Progress Summary - Breast Cancer Analysis Project - Sona Popat
- I would have liked to have analysed a dataset which used a base package other than affy, such as the oligo package, but when I tried this I ran into some errors right away. Due to the time constraints, I decided to use the same bioinformatics pipeline used to analyse the colorectal cancer dataset previously, using affy, as I was more familiar with these packages.
- After that, I didn’t find any major challenges with completing the bioinformatics pipeline for the second time, as the same functions were used. Most of the technical issues that arose I managed to independently troubleshoot using previously asked questions in the team’s troubleshooting channels or using my previous code as a guide.
- I had some concerns about the dataset I selected to analyse: unlike the previous datasets analysed, this had a very unequal balance of normal and cancer samples (5 normal samples and 45 cancer samples). I was unsure how reliably representative the normal samples could be considered as the gene expression levels varied widely between them, but speaking to the team leads reassured me that this was acceptable and the conclusions made would still be valid.
- Deciding what to include in my final presentation to tell a story! Each step of the pipeline has several different visualisations and points that could be discussed, and there were many many different potential routes I wanted to explore from the functional analysis outputs! I found it challenging to cut my presentation down to fit within the allotted time, as many of the pathways and conclusions were exciting to read about in a biological context. In the end, I chose to focus on the most significant genes and pathways that could tell a good story within the presentation, going from how the cancer develops to using the analysis outputs to identify drug targets and treat the cancer.
Key slides from my final presentation focusing on the functional analysis and interpretations that can be made from a single gene: HER2:
Summary of Work:
- Downloaded the breast cancer data set
- Created a metadata csv file from the series matrix file
- Completed the quality control and data visualisation steps of the pipeline
- QC using affyPLM - produced RLE and NUSE boxplots
- Normalisation using rma
- Batch correction
- Visualisation using PCA plots
- Differential gene expression analysis
- Annotation using hgu133plus2.db
- Gene filtering using collapseRows and !duplicate (thinking about different methods and selecting a method with justification based on how these would affect the results)
- DE analysis using limma (lmFit, eBayes, and topTable)
- Visualisation using heatmaps and volcano plots
- Functional analysis
- Gene Ontology Analysis - using enrichGO(), setReadable(), and barplot()
- KEGG Analysis - using enrichKEGG() and dotplot()

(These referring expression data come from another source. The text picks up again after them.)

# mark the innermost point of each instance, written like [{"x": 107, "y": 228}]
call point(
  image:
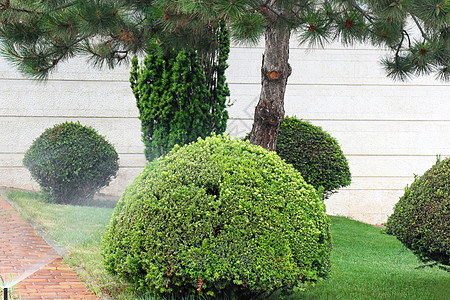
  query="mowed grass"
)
[{"x": 366, "y": 263}]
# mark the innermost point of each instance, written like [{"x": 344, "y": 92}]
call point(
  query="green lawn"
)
[{"x": 366, "y": 264}]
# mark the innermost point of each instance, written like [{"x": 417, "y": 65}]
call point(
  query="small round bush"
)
[
  {"x": 71, "y": 162},
  {"x": 219, "y": 217},
  {"x": 314, "y": 153},
  {"x": 421, "y": 218}
]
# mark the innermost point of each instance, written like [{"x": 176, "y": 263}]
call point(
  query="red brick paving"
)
[{"x": 23, "y": 252}]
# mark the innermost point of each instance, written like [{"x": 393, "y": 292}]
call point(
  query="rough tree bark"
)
[{"x": 275, "y": 70}]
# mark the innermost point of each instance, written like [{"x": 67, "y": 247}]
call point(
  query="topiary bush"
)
[
  {"x": 218, "y": 217},
  {"x": 71, "y": 162},
  {"x": 315, "y": 153},
  {"x": 421, "y": 218}
]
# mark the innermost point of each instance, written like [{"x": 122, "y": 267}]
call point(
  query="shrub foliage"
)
[
  {"x": 71, "y": 162},
  {"x": 219, "y": 216},
  {"x": 181, "y": 96},
  {"x": 421, "y": 218},
  {"x": 315, "y": 153}
]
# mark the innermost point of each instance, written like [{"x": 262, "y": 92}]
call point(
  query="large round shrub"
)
[
  {"x": 218, "y": 216},
  {"x": 315, "y": 153},
  {"x": 421, "y": 218},
  {"x": 71, "y": 162}
]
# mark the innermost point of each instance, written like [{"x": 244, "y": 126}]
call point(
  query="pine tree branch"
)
[
  {"x": 363, "y": 12},
  {"x": 67, "y": 5}
]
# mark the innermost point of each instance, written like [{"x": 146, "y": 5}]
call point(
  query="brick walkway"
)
[{"x": 27, "y": 258}]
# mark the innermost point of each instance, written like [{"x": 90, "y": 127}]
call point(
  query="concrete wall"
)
[{"x": 388, "y": 130}]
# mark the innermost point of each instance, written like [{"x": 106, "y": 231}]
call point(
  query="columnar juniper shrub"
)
[
  {"x": 315, "y": 153},
  {"x": 421, "y": 218},
  {"x": 219, "y": 217},
  {"x": 71, "y": 162}
]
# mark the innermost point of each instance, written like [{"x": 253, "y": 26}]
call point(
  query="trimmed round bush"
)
[
  {"x": 218, "y": 217},
  {"x": 71, "y": 162},
  {"x": 421, "y": 218},
  {"x": 315, "y": 153}
]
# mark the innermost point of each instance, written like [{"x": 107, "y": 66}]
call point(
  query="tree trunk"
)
[{"x": 269, "y": 112}]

- Gene-Concept Network - using enrichDGN(), setReadable(), and cnetplot()
- STRING analysis
- Transcriptional Factor Analysis - downloading data from MSigDB - GSEA, using cnetplot()
- Survival Analysis - using GEPIA to produce survival plots, beginning to interpret survival plots
- Focussing on the biological implications of the results of the functional analysis
- Created a timetable of small achievable tasks to help my time management: ensured I stayed on-track to complete my final presentation deliverables
- Created a presentation to showcase my final deliverables, explaining the steps in the bioinformatics pipeline whilst maintaining a focus on the biological importance of the data analysis
Further Notes: I really enjoyed learning how to create the metadata for a selected dataset, as this was not a step we had completed previously - learning how to do this means I am now able to complete every step of the pipeline independently, so I can carry forward these skills to analyse almost any dataset!
In that vein, I would love to develop my skills further so I can analyse any dataset I am interested in. This could include learning how to process data with different base packages, such as oligo, or being able to adapt the skills I have now developed to different pipeline designs. Another thing I noticed when selecting a dataset to analyse was that not all of the data was comparing normal vs cancer samples: some data compared gene expression before and after being treated with a candidate drug, for example. I would be interested to see how the pipeline or interpretations would be adapted to investigate a slightly different hypothesis, though the analysis is still based on gene expression.
Overall, I am really proud of how far I have come throughout the project, as I am now much more confident approaching coding and computational biology techniques, which I previously had very little experience with. I hope to apply these new skills to my undergraduate research project!